Researchers have shown that different cultural groups, exploiting a common environment, have very different cognitive models of animal-plant-human interactions, and that these mental models are strongly correlated with, and perhaps cause strikingly different environmental behaviors. This research focuses on how different Lowland Maya cultural groups respond across generations to conditions of radical change, including language loss, environmental degradation, spatial displacement and dislocation. The project studies the mental models of the environment, and the values and behaviors associated with environmental and health-related decision making, of Lowland Maya people in the Guatemalan Department of El Peten. The research will document similarities and differences in folk-ecological models, environmental values and behaviors within and across cultures; will examine the flow of information within and across Indian and Ladino (Mestizo) groups; and will determine how relations between cognitive models and their transmission promote or undermine successful solutions to resource dilemmas and related conflicts.

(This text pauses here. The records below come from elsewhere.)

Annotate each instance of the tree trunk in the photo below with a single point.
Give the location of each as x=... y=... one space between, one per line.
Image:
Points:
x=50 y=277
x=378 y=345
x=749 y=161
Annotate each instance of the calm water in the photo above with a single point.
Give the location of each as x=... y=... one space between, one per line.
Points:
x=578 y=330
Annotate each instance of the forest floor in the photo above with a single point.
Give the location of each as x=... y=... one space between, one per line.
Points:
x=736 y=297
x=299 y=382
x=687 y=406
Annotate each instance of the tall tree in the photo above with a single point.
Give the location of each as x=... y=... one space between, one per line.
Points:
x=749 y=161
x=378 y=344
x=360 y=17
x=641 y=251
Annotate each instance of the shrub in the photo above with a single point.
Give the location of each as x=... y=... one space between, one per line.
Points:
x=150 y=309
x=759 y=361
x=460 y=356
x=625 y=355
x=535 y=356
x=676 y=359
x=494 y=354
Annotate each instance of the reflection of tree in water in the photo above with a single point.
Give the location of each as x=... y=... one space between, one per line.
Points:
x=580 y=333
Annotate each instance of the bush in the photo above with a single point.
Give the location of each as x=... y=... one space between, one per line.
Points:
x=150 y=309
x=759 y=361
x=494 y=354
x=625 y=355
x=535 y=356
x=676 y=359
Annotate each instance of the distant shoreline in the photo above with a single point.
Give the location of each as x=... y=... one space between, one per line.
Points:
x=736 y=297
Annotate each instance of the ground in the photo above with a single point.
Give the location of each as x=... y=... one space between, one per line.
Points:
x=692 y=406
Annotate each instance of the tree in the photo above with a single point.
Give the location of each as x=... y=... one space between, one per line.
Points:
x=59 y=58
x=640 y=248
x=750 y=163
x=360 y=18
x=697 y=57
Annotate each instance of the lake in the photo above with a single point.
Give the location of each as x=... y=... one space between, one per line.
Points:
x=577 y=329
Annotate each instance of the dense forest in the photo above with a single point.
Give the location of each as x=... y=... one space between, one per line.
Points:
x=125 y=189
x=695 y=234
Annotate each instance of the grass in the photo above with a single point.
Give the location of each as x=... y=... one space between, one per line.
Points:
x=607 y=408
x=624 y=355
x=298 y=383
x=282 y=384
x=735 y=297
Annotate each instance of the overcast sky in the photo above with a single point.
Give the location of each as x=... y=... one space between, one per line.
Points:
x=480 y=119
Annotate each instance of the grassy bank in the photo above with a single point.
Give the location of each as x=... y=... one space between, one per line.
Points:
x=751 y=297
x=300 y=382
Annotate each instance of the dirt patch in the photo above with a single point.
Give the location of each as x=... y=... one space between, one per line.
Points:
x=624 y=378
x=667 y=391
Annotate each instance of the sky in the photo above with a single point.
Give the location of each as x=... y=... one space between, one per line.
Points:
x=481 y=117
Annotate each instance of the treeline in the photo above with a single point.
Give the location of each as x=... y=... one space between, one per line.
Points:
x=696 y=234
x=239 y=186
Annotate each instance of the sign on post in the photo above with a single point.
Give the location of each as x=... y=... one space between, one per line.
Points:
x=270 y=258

The research will study how Lowland Maya notions of illness are embedded and sustained within a vestigial cosmological framework of relationships involving humans, spirits and the surrounding social and material environment; and will contribute to a reliable cross-cultural methodology for understanding folk mental models of illness and behaviors that result from them.
Methods include experiments that integrate modeling techniques from anthropology, psychology, sociology and market research including the cultural-consensus model, mental models and social network models. The research is designed to assess within and between-population agreement on knowledge of plants, including principles of classification, on values, and on types of causal reasoning that drive decisions about how to tend the environment and treat human health disorders.
The broader impacts of the new knowledge to be created relate to environmental planners and decision makers who deal with "the Tragedy of the Commons" and related social dilemmas pertaining to resource use. This research will also show how environmental and human health are integrally related among Lowland Maya, which will be important for health planners.